TECUN UMAN, Guatemala (Reuters) – Scuffles briefly broke out on the Guatemala-Mexico border on Saturday morning as a group of several hundred mostly Honduran migrants pressed forward to cross, only to be pushed back by Mexican security forces.
Scores of people who entered Guatemala from Honduras in recent days have been arriving at the Mexican border, with the bulk of them still advancing in a larger caravan, testing the resolve of Mexico to heed U.S. demands to contain migrant flows.
President Donald Trump has threatened to hurt Mexico and Central American countries economically if they allow large groups to reach the U.S. border, and the latest exodus from Honduras has been accompanied by U.S. border agents.
Guatemalan authorities say around 4,000 people have arrived in the country in the last few days, the biggest surge since Guatemala, Honduras and El Salvador signed accords with the United States that increase pressure on them to deal with migrants.
After waiting on a bridge at the Guatemalan border town of Tecun Uman, some migrants began pushing and shoving before being driven back by Mexican security officials, who shut the border crossing and sought to calm the group.
A Reuters witness estimated there were 300-400 people on the Guatemalan side of the border.

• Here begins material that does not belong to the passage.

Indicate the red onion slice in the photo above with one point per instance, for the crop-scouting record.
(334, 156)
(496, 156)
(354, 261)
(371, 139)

Along with local television reporters, he said order was quickly restored at the scene.
A few migrants made it through the gate, local media said, but Mexican officials appeared to be controlling the situation more successfully than when a large caravan sought to force its way through at the same crossing in October 2018.
Mexican President Andres Manuel Lopez Obrador said he is monitoring the approach of the migrants and has held out the prospect of jobs in southern Mexico for those who want to stay.
Interior Minister Olga Sanchez said earlier this week that the migrants would not be granted safe conduct passes.
About 400 of the migrants who entered Guatemala since Wednesday have been returned to their countries of origin, according to a statement issued by the Guatemalan government.